Nicolás Maduro: el heredero de la tormenta

Miércoles, 23/07/2025 04:55 AM

Semblanza del presidente Maduro

Ayer me publicó Aporrea el artículo Semblanza de un presidente. Las lecturas del día terminaron contabilizándose en 464. Pero esta mañana, en España, veo que se han disparado a las 4.000. Sin duda eso no puede ser debido a otra cosa que el lector ha pensado que el título habría de referirse al presidente Maduro. No puede explicarse de otro modo. Pues bien, al hilo de esta coyuntura, ofrezco a los lectores esta otra semblanza que esos lectores esperaban: la de Nicolás Maduro.

En estas democracias que no son directas, aunque aparatosamente se les atribuya a los presidentes de gobierno un poder inusitado, no lo tienen. En ninguna. Pero es preciso seguir la farsa…

Nicolás Maduro no llegó al poder montado sobre un relámpago, sino empujado por el viento espeso de una promesa agónica. Fue el designado, el "hijo político" de Hugo Chávez, ese caudillo de voz de trueno y verbo telúrico que lo señaló en su última alocución como el custodio de la revolución. Maduro no era un guerrero carismático, ni un estratega brillante, ni un líder magnético; era, más bien, un hombre de aparato, de fidelidad ciega, de lealtad incondicional. Un hombre que escuchó más de lo que habló hasta que tuvo que hablar por todos.

Y cuando habló, lo hizo con el eco prestado de un titán que ya no estaba.

Asumió la presidencia en 2013, en un país al borde de la fractura, heredando un relato mitológico y una economía tambaleante. Pero en vez de corregir el rumbo, se aferró a los símbolos: la boina roja, el verbo antiimperialista, la narrativa de la guerra eterna contra enemigos invisibles o lejanos. Desde el balcón del Palacio de Miraflores, con pájaros que decían hablarle con la voz del Comandante difunto, Maduro parecía más un médium que un presidente. Y sin embargo, resistía.

Durante su mandato, Venezuela se desangró: hospitales sin medicinas, mercados vacíos, millones de exiliados huyendo a pie por las fronteras. Pero él, inexpugnable, sobrevivía entre las ruinas, envuelto en cadenas nacionales, rodeado de militares, aupado por alianzas con potencias distantes. Cada elección suya fue contestada, cada victoria tachada de fraude, cada protesta reprimida con violencia. Y pese a todo, se mantuvo. Como si la revolución hubiese dejado de ser un sueño para convertirse en una inercia.

Su figura es densa, casi inexplicable: un conductor de autobús sindicalizado que terminó dirigiendo un país desde la cúpula de un régimen que mezcla socialismo desdibujado con autoritarismo férreo. Un presidente sin épica, pero con una tenacidad silenciosa. Para unos, un tirano sin grandeza; para otros, un bastión contra el neocolonialismo. Para la historia, todavía una incógnita por resolver.

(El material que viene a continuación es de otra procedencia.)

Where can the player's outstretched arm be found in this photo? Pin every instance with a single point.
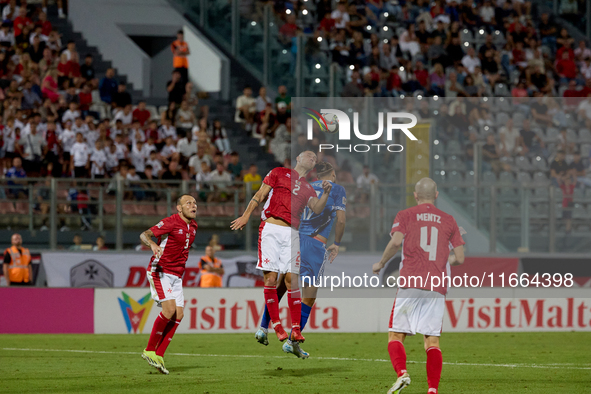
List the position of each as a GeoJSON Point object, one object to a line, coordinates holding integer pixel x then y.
{"type": "Point", "coordinates": [389, 252]}
{"type": "Point", "coordinates": [146, 238]}
{"type": "Point", "coordinates": [256, 200]}
{"type": "Point", "coordinates": [317, 204]}
{"type": "Point", "coordinates": [340, 230]}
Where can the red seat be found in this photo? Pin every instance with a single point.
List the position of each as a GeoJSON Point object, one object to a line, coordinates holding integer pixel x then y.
{"type": "Point", "coordinates": [6, 207]}
{"type": "Point", "coordinates": [22, 207]}
{"type": "Point", "coordinates": [128, 209]}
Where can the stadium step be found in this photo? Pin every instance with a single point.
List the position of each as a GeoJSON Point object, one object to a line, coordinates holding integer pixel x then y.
{"type": "Point", "coordinates": [100, 65]}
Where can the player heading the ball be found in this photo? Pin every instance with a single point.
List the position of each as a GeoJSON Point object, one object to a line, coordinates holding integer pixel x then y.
{"type": "Point", "coordinates": [428, 235]}
{"type": "Point", "coordinates": [288, 194]}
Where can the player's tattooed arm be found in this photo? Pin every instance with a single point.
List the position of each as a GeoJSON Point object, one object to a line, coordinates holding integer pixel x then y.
{"type": "Point", "coordinates": [317, 204]}
{"type": "Point", "coordinates": [259, 197]}
{"type": "Point", "coordinates": [146, 238]}
{"type": "Point", "coordinates": [391, 250]}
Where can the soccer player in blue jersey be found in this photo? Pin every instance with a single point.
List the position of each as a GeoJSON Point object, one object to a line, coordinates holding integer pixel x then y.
{"type": "Point", "coordinates": [314, 231]}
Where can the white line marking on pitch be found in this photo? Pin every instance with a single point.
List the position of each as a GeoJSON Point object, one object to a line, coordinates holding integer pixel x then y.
{"type": "Point", "coordinates": [548, 366]}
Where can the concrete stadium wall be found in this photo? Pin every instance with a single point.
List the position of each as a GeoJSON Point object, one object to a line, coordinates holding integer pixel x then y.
{"type": "Point", "coordinates": [107, 25]}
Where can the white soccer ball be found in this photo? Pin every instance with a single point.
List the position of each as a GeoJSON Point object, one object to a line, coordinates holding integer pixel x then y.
{"type": "Point", "coordinates": [332, 122]}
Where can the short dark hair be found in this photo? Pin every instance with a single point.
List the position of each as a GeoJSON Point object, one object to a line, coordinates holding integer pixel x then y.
{"type": "Point", "coordinates": [178, 200]}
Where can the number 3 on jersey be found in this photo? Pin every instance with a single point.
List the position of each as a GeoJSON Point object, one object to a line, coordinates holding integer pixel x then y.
{"type": "Point", "coordinates": [429, 246]}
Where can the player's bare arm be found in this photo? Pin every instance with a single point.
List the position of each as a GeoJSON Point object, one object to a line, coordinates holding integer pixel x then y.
{"type": "Point", "coordinates": [317, 204]}
{"type": "Point", "coordinates": [339, 231]}
{"type": "Point", "coordinates": [391, 250]}
{"type": "Point", "coordinates": [457, 257]}
{"type": "Point", "coordinates": [256, 200]}
{"type": "Point", "coordinates": [146, 238]}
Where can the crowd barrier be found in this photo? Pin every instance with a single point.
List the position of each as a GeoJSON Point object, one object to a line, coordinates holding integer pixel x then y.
{"type": "Point", "coordinates": [238, 310]}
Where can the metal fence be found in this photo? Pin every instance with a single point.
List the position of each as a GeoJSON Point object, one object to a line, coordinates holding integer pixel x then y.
{"type": "Point", "coordinates": [526, 217]}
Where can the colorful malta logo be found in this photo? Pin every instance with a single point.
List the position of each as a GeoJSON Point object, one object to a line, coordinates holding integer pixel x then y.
{"type": "Point", "coordinates": [135, 312]}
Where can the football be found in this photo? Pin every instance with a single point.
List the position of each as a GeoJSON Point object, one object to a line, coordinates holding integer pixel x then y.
{"type": "Point", "coordinates": [332, 121]}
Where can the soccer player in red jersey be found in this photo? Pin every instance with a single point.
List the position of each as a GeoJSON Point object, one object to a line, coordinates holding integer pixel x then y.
{"type": "Point", "coordinates": [428, 234]}
{"type": "Point", "coordinates": [175, 235]}
{"type": "Point", "coordinates": [279, 241]}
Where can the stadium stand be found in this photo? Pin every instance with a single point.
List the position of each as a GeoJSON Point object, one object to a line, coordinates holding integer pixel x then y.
{"type": "Point", "coordinates": [513, 70]}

Lo que sin ninguna duda adorna a Maduro es una voluntad de hierro, que debería agradecer el pueblo. Porque no especialmente en Venezuela, sino en todas las naciones articuladas por el neoliberalismo hay una realidad que resplandece. Y esa relidad es que es preciso olvidar por momentos el modo habitual de contemplarse la política. Y entonces se observa que al presidente de una democracia de partidos se le hace responsable y culpable de todo. Gráficamente los italianos dicen: "piove, porco governo". Pero, observando aún más detenidamente el asunto, todo presidente, sobre todo el que rebosa conciencia social y desea ser socializante, ha de librar una batalla de titanes con los poderes fácticos; poderes fácticos que, como todos sabemos, son los poderes económicos y financieros que, aliados entre sí los nacionales y los internacionales no van a permitir que el gobernante de turno traspase líneas rojas trazadas por ellos. En cambio, el gobernante que profesa el liberalismo y lo ahonda, no va a tener más problemas que los que la oposición política le presente, por regla general educada y débilmente.

De modo que el presidente de ideología neoliberal y el presidente que no la comparte aunque la soporte, son dos títeres, sí, en manos de los poderes fácticos. Pero el que pasa por conservador es un aliado, más bien un lacayo de ellos, y el socializante, y ese es Maduro, aunque a menudo sin éxito, les hace frente. Esta es la pura relidad, sin afeites y sin la propensión, que en estos regímenes occidentales reina y gobierna sobre las conciencias, a dejarse engañar acerca del poder de un presidente de gobierno. Es el modo de simplificarlo todo, para no ver el ser humano la vida tan cruel y descarnada, en la línea razonada por Erasmus de Rotterdam en su obra capital Elogio de la estulticia. Maduro, como Sánchez, como Trump... y como todos, tienen el poder que los poderes en la sombra le permiten manejar.